- AI-generated passwords follow patterns that hackers can study
- Surface complexity hides beneath statistical predictability
- Entropy gaps in AI passwords expose structural weaknesses in AI logins
Large Language Models (LLM) can make passwords look complex, but recent tests suggest that those strings are far from random.
A study from Irregular examined the password results of AI systems such as Claude, ChatGPT, and Gemini, asking each to generate 16-character passwords with symbols, numbers, and upper- and lowercase letters.
At first glance, the results seemed solid and passed common online security tests, with some testers estimating that cracking them would take ages, but a closer look at these passwords told a different story.
LLM Passwords Show Repetitive and Guessable Statistical Patterns
When the researchers analyzed 50 passwords generated in separate sessions, many were duplicates and several followed almost identical structural patterns.
Most began and ended with similar character types and none contained repeated characters.

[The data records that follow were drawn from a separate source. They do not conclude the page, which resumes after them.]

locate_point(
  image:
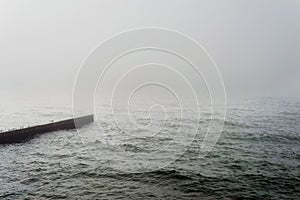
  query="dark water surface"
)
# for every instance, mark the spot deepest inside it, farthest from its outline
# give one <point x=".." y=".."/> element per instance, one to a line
<point x="256" y="157"/>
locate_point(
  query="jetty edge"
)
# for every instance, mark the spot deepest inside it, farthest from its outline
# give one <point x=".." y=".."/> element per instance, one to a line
<point x="24" y="134"/>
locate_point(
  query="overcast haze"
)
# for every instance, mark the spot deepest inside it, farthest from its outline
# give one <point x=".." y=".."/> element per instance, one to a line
<point x="255" y="43"/>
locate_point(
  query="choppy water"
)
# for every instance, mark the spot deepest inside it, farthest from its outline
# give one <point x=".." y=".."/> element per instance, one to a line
<point x="256" y="157"/>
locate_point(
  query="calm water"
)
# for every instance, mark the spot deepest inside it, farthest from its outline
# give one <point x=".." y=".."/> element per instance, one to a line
<point x="256" y="157"/>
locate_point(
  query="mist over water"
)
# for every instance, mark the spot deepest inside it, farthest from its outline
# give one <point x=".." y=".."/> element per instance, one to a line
<point x="256" y="157"/>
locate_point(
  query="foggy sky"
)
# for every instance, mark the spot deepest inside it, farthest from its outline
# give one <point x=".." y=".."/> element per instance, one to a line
<point x="255" y="43"/>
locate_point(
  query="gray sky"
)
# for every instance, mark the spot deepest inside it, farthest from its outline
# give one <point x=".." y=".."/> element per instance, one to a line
<point x="255" y="43"/>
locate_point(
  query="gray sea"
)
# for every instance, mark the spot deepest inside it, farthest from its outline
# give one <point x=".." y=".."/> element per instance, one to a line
<point x="256" y="157"/>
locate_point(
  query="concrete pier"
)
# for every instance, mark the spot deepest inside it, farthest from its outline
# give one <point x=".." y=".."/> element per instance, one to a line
<point x="24" y="134"/>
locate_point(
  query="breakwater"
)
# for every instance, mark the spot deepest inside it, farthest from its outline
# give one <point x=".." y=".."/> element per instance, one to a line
<point x="24" y="134"/>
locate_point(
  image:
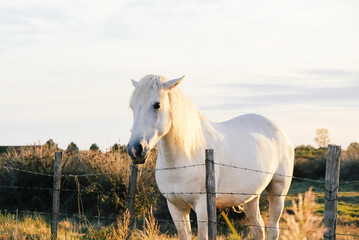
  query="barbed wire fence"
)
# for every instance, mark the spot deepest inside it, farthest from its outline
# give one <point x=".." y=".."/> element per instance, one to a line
<point x="332" y="197"/>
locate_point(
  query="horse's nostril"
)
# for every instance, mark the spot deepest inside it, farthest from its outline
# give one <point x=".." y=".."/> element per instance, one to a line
<point x="139" y="149"/>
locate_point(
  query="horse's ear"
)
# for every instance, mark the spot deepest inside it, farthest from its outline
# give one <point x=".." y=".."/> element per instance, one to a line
<point x="134" y="83"/>
<point x="172" y="83"/>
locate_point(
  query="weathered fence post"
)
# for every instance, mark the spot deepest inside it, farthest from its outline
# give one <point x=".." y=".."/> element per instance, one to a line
<point x="56" y="194"/>
<point x="17" y="215"/>
<point x="331" y="191"/>
<point x="211" y="195"/>
<point x="131" y="194"/>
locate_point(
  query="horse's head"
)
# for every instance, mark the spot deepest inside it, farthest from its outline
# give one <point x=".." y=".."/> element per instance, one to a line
<point x="151" y="114"/>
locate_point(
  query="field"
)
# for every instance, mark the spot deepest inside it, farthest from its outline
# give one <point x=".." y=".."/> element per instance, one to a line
<point x="38" y="226"/>
<point x="104" y="196"/>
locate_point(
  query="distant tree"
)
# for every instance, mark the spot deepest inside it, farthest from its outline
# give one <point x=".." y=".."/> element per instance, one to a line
<point x="322" y="137"/>
<point x="51" y="144"/>
<point x="94" y="147"/>
<point x="353" y="151"/>
<point x="72" y="147"/>
<point x="115" y="147"/>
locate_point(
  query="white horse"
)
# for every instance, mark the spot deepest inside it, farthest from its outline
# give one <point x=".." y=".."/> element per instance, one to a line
<point x="163" y="116"/>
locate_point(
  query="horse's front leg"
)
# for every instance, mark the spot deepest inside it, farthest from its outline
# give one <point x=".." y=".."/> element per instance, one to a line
<point x="201" y="211"/>
<point x="181" y="219"/>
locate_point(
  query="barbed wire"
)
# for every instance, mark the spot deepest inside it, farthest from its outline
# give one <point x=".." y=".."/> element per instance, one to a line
<point x="158" y="220"/>
<point x="51" y="175"/>
<point x="172" y="168"/>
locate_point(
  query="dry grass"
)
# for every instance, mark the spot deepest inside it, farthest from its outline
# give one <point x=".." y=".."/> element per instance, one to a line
<point x="303" y="223"/>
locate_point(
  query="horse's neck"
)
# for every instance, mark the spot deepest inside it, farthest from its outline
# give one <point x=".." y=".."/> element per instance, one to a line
<point x="170" y="154"/>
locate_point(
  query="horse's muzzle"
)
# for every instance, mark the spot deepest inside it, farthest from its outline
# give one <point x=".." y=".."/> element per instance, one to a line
<point x="137" y="153"/>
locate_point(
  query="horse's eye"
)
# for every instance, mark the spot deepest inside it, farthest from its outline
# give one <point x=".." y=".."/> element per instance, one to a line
<point x="156" y="106"/>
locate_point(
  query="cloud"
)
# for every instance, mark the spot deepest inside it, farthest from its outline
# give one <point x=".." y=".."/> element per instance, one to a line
<point x="240" y="96"/>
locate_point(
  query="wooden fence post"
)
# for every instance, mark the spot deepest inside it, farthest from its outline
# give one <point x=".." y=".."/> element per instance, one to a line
<point x="211" y="195"/>
<point x="56" y="194"/>
<point x="131" y="194"/>
<point x="331" y="191"/>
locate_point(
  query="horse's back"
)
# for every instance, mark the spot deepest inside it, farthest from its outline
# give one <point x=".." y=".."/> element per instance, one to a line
<point x="251" y="142"/>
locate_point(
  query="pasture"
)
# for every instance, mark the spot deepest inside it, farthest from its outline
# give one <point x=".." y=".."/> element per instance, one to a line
<point x="86" y="214"/>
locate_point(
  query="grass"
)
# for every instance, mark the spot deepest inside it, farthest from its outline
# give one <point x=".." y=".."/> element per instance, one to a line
<point x="38" y="227"/>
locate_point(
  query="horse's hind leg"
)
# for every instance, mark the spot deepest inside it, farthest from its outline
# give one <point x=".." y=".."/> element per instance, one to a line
<point x="276" y="191"/>
<point x="182" y="221"/>
<point x="251" y="209"/>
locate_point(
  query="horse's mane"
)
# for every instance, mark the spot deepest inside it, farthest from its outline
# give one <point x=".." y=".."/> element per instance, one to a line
<point x="187" y="121"/>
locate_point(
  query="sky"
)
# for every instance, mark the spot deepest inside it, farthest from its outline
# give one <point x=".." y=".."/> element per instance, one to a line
<point x="65" y="66"/>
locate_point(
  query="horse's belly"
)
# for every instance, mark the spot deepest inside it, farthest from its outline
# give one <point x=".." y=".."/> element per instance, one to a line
<point x="229" y="200"/>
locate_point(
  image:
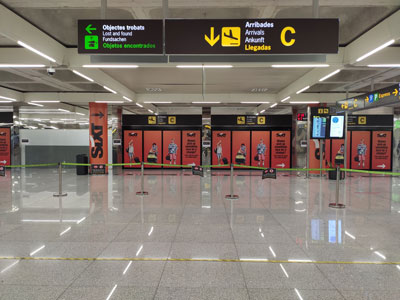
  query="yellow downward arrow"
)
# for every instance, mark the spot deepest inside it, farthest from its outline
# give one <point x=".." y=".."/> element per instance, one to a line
<point x="211" y="40"/>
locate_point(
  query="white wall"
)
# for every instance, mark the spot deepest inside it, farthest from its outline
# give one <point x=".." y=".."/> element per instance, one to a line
<point x="61" y="137"/>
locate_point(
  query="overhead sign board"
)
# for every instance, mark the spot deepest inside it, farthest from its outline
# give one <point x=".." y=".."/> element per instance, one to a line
<point x="120" y="36"/>
<point x="251" y="36"/>
<point x="386" y="96"/>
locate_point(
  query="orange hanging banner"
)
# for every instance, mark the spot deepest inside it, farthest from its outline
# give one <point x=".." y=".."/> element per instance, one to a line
<point x="98" y="137"/>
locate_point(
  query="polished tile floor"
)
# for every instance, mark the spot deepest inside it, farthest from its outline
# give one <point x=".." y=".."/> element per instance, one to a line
<point x="277" y="237"/>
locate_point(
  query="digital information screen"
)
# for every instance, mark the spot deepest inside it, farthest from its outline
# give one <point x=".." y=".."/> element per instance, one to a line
<point x="319" y="127"/>
<point x="337" y="127"/>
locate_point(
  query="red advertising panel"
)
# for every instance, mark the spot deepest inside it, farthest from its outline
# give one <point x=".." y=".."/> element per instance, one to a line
<point x="133" y="147"/>
<point x="338" y="148"/>
<point x="5" y="147"/>
<point x="221" y="151"/>
<point x="381" y="150"/>
<point x="191" y="147"/>
<point x="360" y="149"/>
<point x="152" y="147"/>
<point x="172" y="147"/>
<point x="98" y="136"/>
<point x="280" y="149"/>
<point x="241" y="147"/>
<point x="260" y="148"/>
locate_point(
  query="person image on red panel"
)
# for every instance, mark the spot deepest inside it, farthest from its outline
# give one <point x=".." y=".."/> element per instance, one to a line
<point x="361" y="151"/>
<point x="218" y="151"/>
<point x="153" y="154"/>
<point x="172" y="150"/>
<point x="261" y="149"/>
<point x="131" y="151"/>
<point x="241" y="154"/>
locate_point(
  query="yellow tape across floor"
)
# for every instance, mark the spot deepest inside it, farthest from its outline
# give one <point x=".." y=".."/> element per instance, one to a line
<point x="243" y="260"/>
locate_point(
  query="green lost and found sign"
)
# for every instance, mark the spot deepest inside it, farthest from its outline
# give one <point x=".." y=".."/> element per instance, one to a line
<point x="120" y="37"/>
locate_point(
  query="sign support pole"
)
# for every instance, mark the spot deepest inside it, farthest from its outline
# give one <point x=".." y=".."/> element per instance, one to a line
<point x="142" y="192"/>
<point x="231" y="196"/>
<point x="336" y="204"/>
<point x="308" y="140"/>
<point x="60" y="193"/>
<point x="345" y="141"/>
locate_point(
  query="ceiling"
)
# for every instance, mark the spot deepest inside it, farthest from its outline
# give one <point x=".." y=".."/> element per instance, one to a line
<point x="55" y="25"/>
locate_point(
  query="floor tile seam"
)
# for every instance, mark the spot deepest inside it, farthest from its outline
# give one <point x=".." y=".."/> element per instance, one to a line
<point x="237" y="251"/>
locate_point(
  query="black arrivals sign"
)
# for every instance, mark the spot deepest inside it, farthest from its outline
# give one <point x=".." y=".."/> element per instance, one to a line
<point x="252" y="36"/>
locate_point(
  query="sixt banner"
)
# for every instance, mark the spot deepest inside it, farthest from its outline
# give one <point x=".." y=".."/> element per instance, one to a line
<point x="98" y="137"/>
<point x="386" y="96"/>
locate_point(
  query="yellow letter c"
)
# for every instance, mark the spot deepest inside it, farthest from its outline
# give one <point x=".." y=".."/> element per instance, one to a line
<point x="283" y="36"/>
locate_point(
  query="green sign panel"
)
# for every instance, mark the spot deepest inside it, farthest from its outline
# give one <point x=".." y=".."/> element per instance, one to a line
<point x="120" y="37"/>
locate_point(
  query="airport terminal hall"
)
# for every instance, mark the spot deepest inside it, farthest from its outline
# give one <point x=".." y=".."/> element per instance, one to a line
<point x="199" y="150"/>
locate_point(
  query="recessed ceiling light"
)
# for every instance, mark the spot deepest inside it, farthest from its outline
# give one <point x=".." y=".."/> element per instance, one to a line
<point x="385" y="66"/>
<point x="304" y="102"/>
<point x="21" y="66"/>
<point x="303" y="89"/>
<point x="284" y="99"/>
<point x="36" y="104"/>
<point x="112" y="66"/>
<point x="110" y="90"/>
<point x="375" y="50"/>
<point x="330" y="75"/>
<point x="7" y="98"/>
<point x="205" y="66"/>
<point x="127" y="99"/>
<point x="301" y="66"/>
<point x="83" y="76"/>
<point x="254" y="102"/>
<point x="36" y="51"/>
<point x="206" y="102"/>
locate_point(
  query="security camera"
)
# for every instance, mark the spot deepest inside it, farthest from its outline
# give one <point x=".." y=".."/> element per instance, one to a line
<point x="51" y="71"/>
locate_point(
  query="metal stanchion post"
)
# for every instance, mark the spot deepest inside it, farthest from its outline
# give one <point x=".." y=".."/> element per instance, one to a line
<point x="231" y="196"/>
<point x="142" y="192"/>
<point x="60" y="193"/>
<point x="336" y="204"/>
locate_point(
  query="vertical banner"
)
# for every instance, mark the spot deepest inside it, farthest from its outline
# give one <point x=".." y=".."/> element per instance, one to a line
<point x="260" y="148"/>
<point x="98" y="136"/>
<point x="152" y="147"/>
<point x="338" y="148"/>
<point x="360" y="149"/>
<point x="221" y="147"/>
<point x="241" y="147"/>
<point x="381" y="150"/>
<point x="191" y="147"/>
<point x="280" y="149"/>
<point x="172" y="147"/>
<point x="5" y="146"/>
<point x="133" y="147"/>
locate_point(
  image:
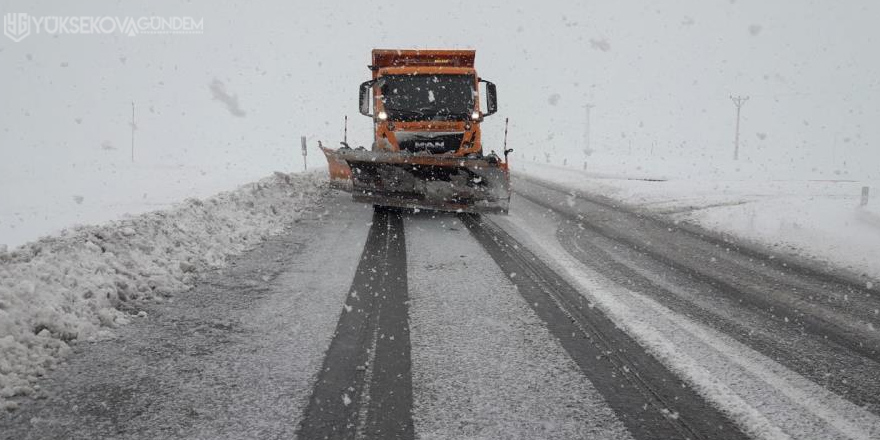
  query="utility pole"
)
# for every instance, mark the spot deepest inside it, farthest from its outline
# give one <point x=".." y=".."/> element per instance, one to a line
<point x="738" y="101"/>
<point x="132" y="131"/>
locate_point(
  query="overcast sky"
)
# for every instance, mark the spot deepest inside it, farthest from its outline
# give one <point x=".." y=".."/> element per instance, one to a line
<point x="660" y="77"/>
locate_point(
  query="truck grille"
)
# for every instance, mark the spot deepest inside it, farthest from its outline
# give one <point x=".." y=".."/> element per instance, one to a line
<point x="433" y="142"/>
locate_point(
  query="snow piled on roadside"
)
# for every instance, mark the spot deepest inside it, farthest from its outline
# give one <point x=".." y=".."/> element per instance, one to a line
<point x="790" y="213"/>
<point x="79" y="285"/>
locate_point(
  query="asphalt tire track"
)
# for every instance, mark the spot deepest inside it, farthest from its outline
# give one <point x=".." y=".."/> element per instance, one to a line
<point x="650" y="400"/>
<point x="364" y="388"/>
<point x="824" y="346"/>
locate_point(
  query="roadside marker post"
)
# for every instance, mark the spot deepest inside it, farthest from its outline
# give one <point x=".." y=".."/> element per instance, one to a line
<point x="305" y="152"/>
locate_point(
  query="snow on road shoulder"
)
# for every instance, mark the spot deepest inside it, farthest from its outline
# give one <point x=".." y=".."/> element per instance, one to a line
<point x="484" y="365"/>
<point x="766" y="399"/>
<point x="803" y="216"/>
<point x="79" y="285"/>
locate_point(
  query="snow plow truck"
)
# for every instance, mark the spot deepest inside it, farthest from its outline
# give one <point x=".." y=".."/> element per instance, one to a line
<point x="427" y="151"/>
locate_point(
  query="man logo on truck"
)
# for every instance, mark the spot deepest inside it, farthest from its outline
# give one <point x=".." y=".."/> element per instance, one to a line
<point x="430" y="144"/>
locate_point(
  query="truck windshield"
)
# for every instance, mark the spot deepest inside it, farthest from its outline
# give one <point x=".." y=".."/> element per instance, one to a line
<point x="428" y="97"/>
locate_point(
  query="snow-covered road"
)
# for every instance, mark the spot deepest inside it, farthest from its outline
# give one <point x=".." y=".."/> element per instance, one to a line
<point x="567" y="319"/>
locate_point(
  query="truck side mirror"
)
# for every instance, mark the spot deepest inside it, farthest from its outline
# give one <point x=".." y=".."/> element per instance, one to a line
<point x="365" y="96"/>
<point x="491" y="98"/>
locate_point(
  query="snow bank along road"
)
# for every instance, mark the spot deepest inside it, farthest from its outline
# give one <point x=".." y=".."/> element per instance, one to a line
<point x="571" y="318"/>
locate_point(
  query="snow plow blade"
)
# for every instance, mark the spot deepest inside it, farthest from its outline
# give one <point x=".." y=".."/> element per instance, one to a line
<point x="454" y="184"/>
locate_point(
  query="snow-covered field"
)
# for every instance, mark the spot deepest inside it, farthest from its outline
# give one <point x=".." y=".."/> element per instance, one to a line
<point x="808" y="212"/>
<point x="78" y="285"/>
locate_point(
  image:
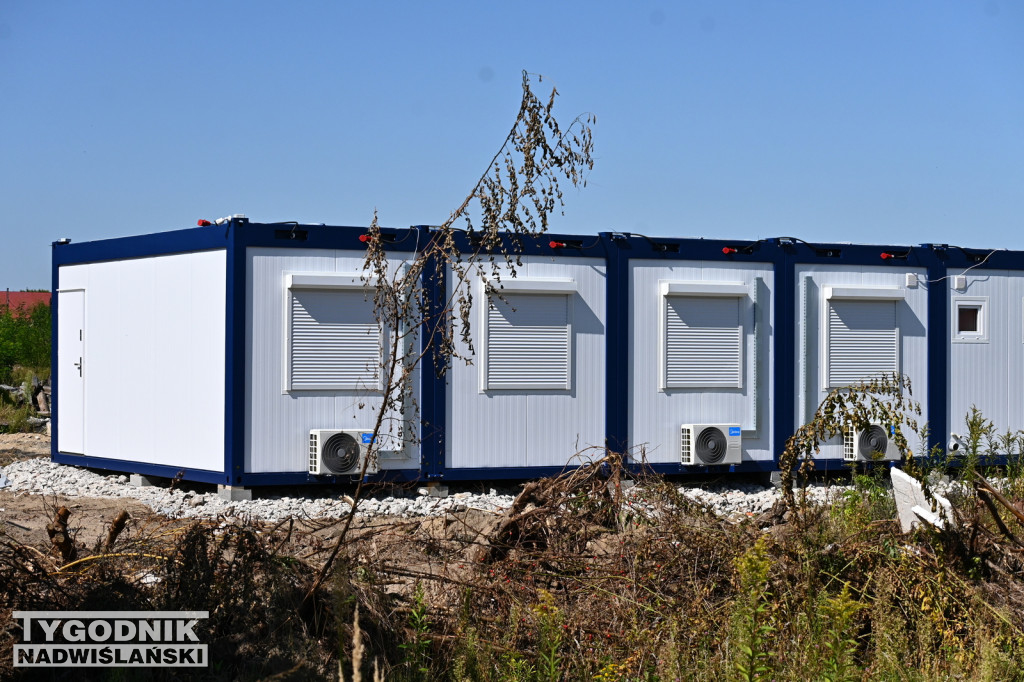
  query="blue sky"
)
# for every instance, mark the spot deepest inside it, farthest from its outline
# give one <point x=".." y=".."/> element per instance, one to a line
<point x="871" y="122"/>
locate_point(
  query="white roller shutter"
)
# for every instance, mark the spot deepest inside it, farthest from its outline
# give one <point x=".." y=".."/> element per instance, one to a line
<point x="334" y="342"/>
<point x="528" y="342"/>
<point x="862" y="341"/>
<point x="704" y="342"/>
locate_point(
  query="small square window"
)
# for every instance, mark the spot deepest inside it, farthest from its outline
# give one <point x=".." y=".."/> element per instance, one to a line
<point x="968" y="320"/>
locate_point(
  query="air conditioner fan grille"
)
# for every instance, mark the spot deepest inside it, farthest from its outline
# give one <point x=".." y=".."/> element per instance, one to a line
<point x="871" y="441"/>
<point x="340" y="454"/>
<point x="712" y="445"/>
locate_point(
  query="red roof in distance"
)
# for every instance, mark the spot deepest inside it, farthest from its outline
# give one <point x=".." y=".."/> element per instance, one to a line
<point x="25" y="300"/>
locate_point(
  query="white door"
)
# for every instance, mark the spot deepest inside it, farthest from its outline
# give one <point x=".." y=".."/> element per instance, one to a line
<point x="71" y="372"/>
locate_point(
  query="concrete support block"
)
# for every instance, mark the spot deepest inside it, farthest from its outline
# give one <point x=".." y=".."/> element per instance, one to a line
<point x="235" y="493"/>
<point x="433" y="489"/>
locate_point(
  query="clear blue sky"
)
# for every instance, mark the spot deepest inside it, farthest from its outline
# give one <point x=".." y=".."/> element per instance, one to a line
<point x="873" y="122"/>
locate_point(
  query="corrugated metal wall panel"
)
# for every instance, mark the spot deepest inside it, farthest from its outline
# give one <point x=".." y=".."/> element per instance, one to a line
<point x="987" y="375"/>
<point x="521" y="427"/>
<point x="910" y="321"/>
<point x="655" y="415"/>
<point x="279" y="421"/>
<point x="155" y="328"/>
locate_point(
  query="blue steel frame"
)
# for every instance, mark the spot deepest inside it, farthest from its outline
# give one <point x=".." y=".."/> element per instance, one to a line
<point x="616" y="249"/>
<point x="624" y="247"/>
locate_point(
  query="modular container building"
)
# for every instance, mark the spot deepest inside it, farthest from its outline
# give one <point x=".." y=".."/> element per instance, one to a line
<point x="213" y="353"/>
<point x="983" y="296"/>
<point x="859" y="314"/>
<point x="238" y="353"/>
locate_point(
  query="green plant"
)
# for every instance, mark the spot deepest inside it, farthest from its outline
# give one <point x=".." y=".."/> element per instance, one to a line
<point x="25" y="340"/>
<point x="980" y="432"/>
<point x="886" y="399"/>
<point x="839" y="613"/>
<point x="418" y="649"/>
<point x="752" y="622"/>
<point x="550" y="637"/>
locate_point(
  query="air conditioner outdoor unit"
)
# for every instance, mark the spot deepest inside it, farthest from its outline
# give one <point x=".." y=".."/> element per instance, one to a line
<point x="339" y="453"/>
<point x="711" y="443"/>
<point x="873" y="443"/>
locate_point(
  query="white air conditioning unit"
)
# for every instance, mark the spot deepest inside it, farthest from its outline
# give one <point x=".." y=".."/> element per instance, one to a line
<point x="339" y="453"/>
<point x="873" y="443"/>
<point x="711" y="443"/>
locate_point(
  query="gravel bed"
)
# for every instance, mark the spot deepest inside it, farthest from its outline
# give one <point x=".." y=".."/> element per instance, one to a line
<point x="40" y="476"/>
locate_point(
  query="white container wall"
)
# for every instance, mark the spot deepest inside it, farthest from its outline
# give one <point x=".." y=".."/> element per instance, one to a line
<point x="303" y="376"/>
<point x="535" y="393"/>
<point x="151" y="387"/>
<point x="700" y="352"/>
<point x="854" y="322"/>
<point x="986" y="348"/>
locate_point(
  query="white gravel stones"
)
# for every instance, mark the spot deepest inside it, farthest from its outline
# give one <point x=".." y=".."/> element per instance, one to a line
<point x="40" y="476"/>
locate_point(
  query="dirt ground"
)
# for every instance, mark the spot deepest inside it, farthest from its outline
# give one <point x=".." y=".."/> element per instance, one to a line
<point x="24" y="518"/>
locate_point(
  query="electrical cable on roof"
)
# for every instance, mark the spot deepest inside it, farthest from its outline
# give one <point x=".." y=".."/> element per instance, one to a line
<point x="982" y="262"/>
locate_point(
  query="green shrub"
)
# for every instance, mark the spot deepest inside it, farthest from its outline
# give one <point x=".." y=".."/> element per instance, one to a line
<point x="25" y="342"/>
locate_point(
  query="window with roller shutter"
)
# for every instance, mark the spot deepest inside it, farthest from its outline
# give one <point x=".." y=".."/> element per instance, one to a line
<point x="334" y="341"/>
<point x="862" y="340"/>
<point x="704" y="342"/>
<point x="527" y="341"/>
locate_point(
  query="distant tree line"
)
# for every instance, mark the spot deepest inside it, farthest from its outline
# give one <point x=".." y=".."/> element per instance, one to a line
<point x="25" y="340"/>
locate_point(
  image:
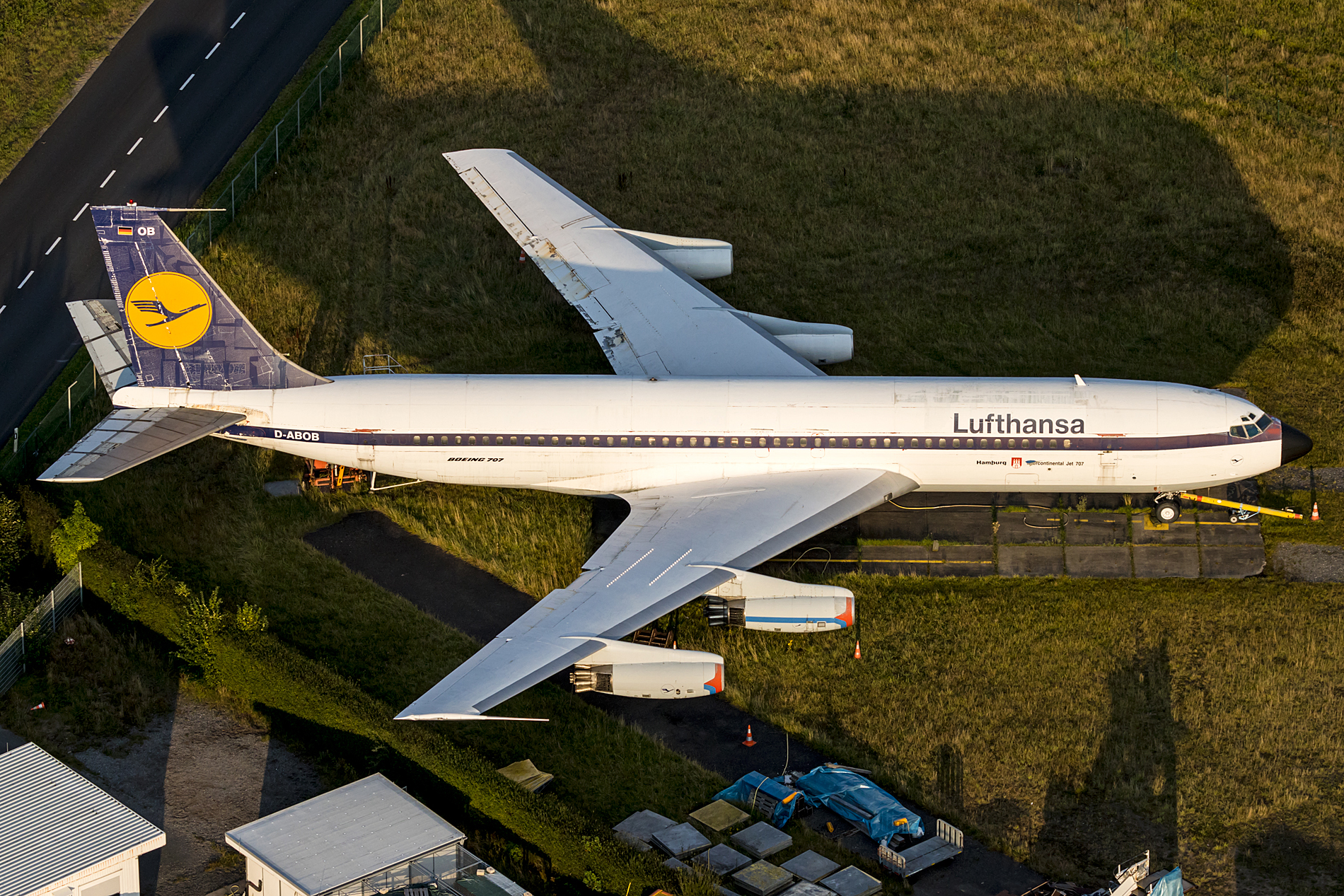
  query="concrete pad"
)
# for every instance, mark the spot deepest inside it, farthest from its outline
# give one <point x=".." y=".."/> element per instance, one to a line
<point x="1099" y="561"/>
<point x="722" y="860"/>
<point x="1166" y="562"/>
<point x="1181" y="533"/>
<point x="913" y="559"/>
<point x="1031" y="561"/>
<point x="961" y="524"/>
<point x="719" y="815"/>
<point x="891" y="523"/>
<point x="1309" y="562"/>
<point x="763" y="879"/>
<point x="1096" y="528"/>
<point x="680" y="840"/>
<point x="852" y="882"/>
<point x="640" y="828"/>
<point x="963" y="559"/>
<point x="820" y="559"/>
<point x="1029" y="528"/>
<point x="809" y="867"/>
<point x="761" y="840"/>
<point x="804" y="888"/>
<point x="1233" y="561"/>
<point x="1224" y="533"/>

This lack of repetition may seem reassuring, but it actually indicates that the result follows learned conventions and not true randomness.
Using entropy calculations based on character statistics and model log probabilities, the researchers estimated that these AI-generated passwords contained approximately 20 to 27 bits of entropy.
A genuinely random 16-character password would typically measure between 98 and 120 bits using the same methods.
The gap is substantial and, in practical terms, could mean that such passwords are vulnerable to brute force attacks within hours, even on outdated hardware.
Online password strength meters assess surface complexity, not the statistical patterns hidden behind a string, and because they don’t take into account how AI tools generate text, they can classify predictable results as secure.
Attackers who understand those patterns could refine their guessing strategies, dramatically narrowing the search space.
The study also found that similar sequences appear in documentation and public code repositories, suggesting that AI-generated passwords may already be widely circulating.
If developers rely on these results during testing or deployment, the risk increases over time; In fact, even the AI systems that generate these passwords do not fully trust them and can issue warnings when pressed.
Gemini 3 Pro, for example, returned password hints along with a warning that chat-generated credentials should not be used for sensitive accounts.
Instead, it recommended passphrases and advised users to rely on a dedicated password manager.
A password generator built into such tools relies on cryptographic randomness rather than language prediction.
In simple terms, LLMs are trained to produce plausible, repeatable texts, not unpredictable sequences; therefore, the broader concern is structural.
The design principles behind LLM-generated passwords conflict with strong authentication requirements, so it offers protection with a loophole.
“Individuals and encryption agents should not rely on LLMs to generate passwords,” Irregular said.
“Passwords generated via direct LLM output are fundamentally weak, and this cannot be solved by prompts or temperature adjustments: LLMs are optimized to produce predictable and plausible results, which is incompatible with secure password generation.”